The sixties was arguably the last decade of the great hollywood musical with the superb but commercial flop, Hello Dolly!, ushering in its end. Audiences of the seventies wanted gritty realism and even though there were some great musical pictures produced in that time including Grease, Jesus Christ Superstar and The Rocky Horror Picture Show, they were not from the same stable. If you don't like or don't get musicals then there is little I can do to change your mind except to say you are missing out on some of the greatest pictures ever made.

Surprisingly My Fair Lady was dropped from the AFI 100 in 2007 having made position 91 back in 1998 and hence its low showing in my combined list.
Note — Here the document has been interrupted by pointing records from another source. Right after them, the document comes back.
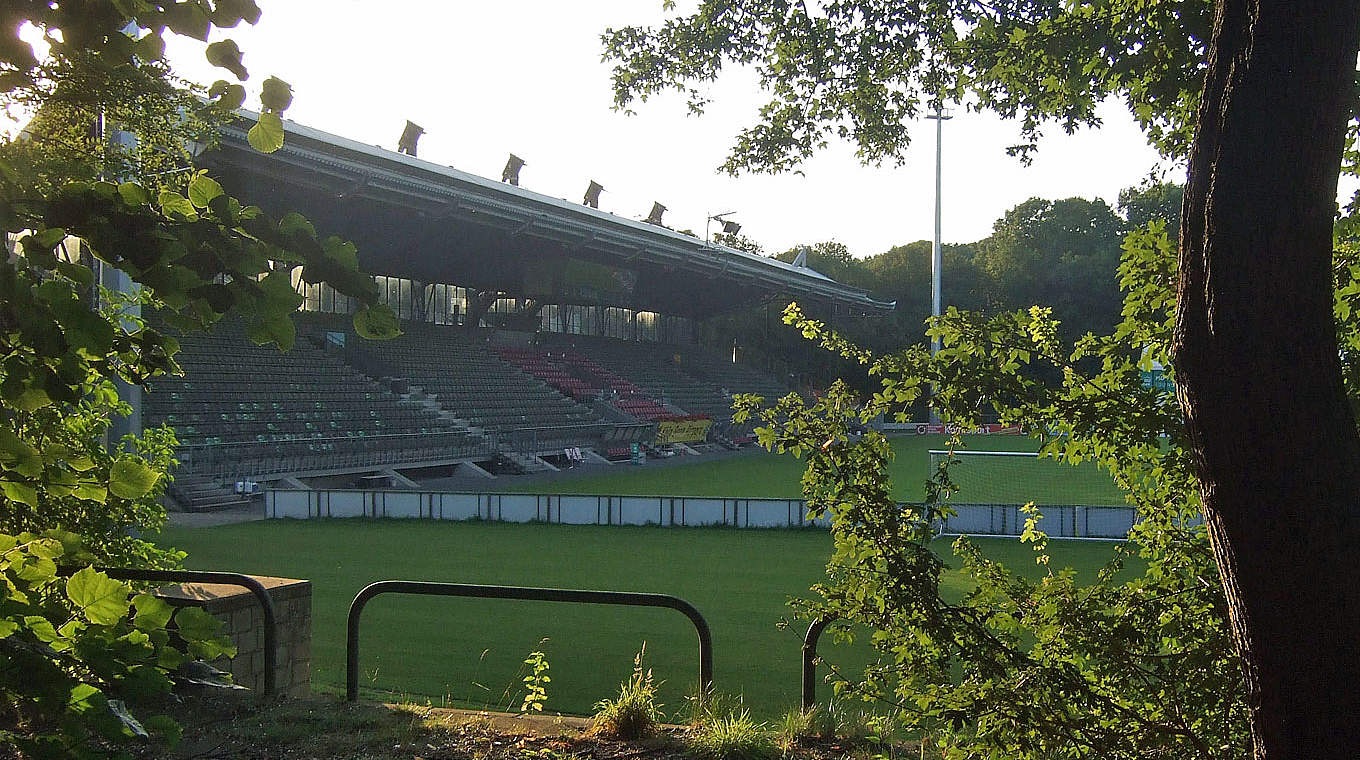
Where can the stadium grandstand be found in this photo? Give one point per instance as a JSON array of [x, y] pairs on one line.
[[536, 332]]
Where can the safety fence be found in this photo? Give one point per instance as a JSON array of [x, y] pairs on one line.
[[570, 509]]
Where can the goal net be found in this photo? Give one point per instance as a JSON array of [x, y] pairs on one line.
[[993, 487]]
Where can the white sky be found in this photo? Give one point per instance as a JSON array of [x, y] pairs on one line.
[[525, 76]]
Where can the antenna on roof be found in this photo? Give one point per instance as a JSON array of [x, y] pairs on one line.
[[512, 171], [410, 136], [593, 195]]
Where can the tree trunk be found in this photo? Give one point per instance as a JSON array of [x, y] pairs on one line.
[[1257, 366]]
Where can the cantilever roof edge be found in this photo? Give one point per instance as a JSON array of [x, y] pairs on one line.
[[363, 158]]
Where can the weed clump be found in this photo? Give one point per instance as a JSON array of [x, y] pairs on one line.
[[635, 713], [733, 736]]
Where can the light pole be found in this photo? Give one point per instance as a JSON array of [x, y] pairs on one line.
[[936, 252]]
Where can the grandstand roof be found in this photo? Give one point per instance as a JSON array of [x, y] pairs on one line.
[[414, 218]]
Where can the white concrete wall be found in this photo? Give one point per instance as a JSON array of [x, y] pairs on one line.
[[977, 520]]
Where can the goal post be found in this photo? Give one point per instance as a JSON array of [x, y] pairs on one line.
[[993, 487]]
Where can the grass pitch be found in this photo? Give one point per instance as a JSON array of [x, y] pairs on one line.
[[471, 650], [452, 650]]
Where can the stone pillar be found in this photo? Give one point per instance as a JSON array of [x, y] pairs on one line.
[[244, 623]]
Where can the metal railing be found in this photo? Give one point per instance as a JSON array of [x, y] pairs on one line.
[[527, 593], [253, 585], [809, 661]]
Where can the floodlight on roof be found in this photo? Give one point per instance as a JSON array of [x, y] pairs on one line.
[[593, 195], [512, 171], [410, 136], [728, 227]]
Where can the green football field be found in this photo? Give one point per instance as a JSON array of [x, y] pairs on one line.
[[471, 650]]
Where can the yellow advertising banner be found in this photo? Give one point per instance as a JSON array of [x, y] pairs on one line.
[[682, 431]]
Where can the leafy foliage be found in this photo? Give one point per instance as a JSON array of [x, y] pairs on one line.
[[99, 189], [86, 646], [535, 683], [1128, 666]]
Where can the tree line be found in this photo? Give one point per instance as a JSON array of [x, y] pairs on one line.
[[1058, 253]]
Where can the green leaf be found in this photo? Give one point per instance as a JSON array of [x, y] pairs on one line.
[[173, 203], [133, 193], [129, 725], [83, 694], [230, 97], [129, 477], [41, 628], [226, 55], [267, 135], [276, 94], [376, 322], [21, 492], [203, 189], [102, 598]]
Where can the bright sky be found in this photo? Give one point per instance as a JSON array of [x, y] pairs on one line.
[[525, 76]]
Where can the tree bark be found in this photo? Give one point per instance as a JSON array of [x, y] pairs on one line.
[[1257, 366]]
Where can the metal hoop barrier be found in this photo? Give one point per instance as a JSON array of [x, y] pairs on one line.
[[809, 661], [575, 596], [261, 594]]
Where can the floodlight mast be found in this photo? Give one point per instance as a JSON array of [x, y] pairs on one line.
[[936, 250]]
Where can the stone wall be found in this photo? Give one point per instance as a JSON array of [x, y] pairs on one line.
[[244, 623]]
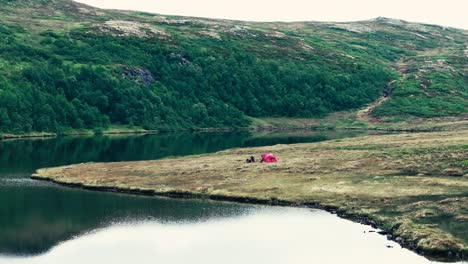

My Fair Lady is one of the greatest stage musicals ever produced, itself a musical adaptation of George Bernard Shaw’s Pygmalion, and a near perfect a big screen musical adaptation. It is unquestionably Crucial Cinema.


        

Thursday, January 5, 2012

AFI/BFI #198: My Name Is Joe (1998)

Director: Ken Loach
Writer: Paul Laverty
Composer: George Fenton
AFI Rank:  -
BFI Rank: 91

       88%
     


The BFI 100 is full of these gritty, realistic portrayals of life in working class britain. Their place in the list comes from a real pride we have in our ability to get these these movies even made at all. They are virtually impossible in a hollywood system based solely on box office numbers. But their real value is that they capture a time and place in a way that no documentary really can and leave something truly valuable for future generations.

Ken Loach is one of the master's of this kind of working class british cinema and he has two spots on the BFI list with both My Name Is Joe (#91) and one of the most acclaimed british films ever made, Kes (#7). He started in television with truly impact-full docudramas such as Cathy Come Home in 1964. He made Kes just five years later. I watched Kes for the first time in grammar school and until seeing My Name Is Joe it was the only Loach film I had ever seen. It had been sitting as the next movie in my list for a long time as I summoned up the willpower to sit through it. In the end I am glad I did.

Peter Mullan delivers an incredible performance as the films central character and it earned him the award for best leading actor at the 1998 Cannes Film Festival. An even bigger achievement once you consider he was up against Roberto Benigni for Life Is Beautiful, for which Benigni won an Oscar. He had started with Loach on Riff-Raff in 1991 and had squeezed in Braveheart and Trainspotting before Joe. Louise Goodall had also worked with Loach before on Carla's Song and turns in a memorable performance here. David Hayman is a nice choice too. Much of the supporting cast were not professional actors and were effectively playing themselves, even to the point that the police disrupted a shoot as they recognized one of the actors from a previous offense. The casting and script (with all 200+ f-words) is what keeps Joe so grounded in reality and ultimately makes it a truly great film rather than the average one it could so easily have been.



Joe is the second film that Paul Laverty and Ken Loach made together and they have been in constant collaboration since. I recently watched Bread & Roses which came just two years after Joe and is in itself a great movie, and the first foray into the US for Loach. They clearly work well together and Carla's Song and Sweet Sixteen are definitely on my to watch list.

Getting a copy to watch here in the US is unsurprisingly difficult. The only place I could find it in the end was via Amazon Instant Video and then only for purchase (the rental option conveniently disappeared just weeks before I bit the bullet and decided to watch it). The quality is good enough for the source material and with no other release in sight is really your only option. As with Trainspotting I have read Joe is often shown in the US with subtitles due to the strong Glaswegian accents. Hard to imagine needing them to be honest but something to think about if you don't know what PBS is.

Joe is not a feel good movie with a Hollywood ending and that may be the best reason to force yourself to watch it. Great filmmaking is about making an emotional connection with your audience and leaving them with something to think about other than where they parked the car. My Name Is Joe delivers on all of that and more and is without doubt Crucial Cinema.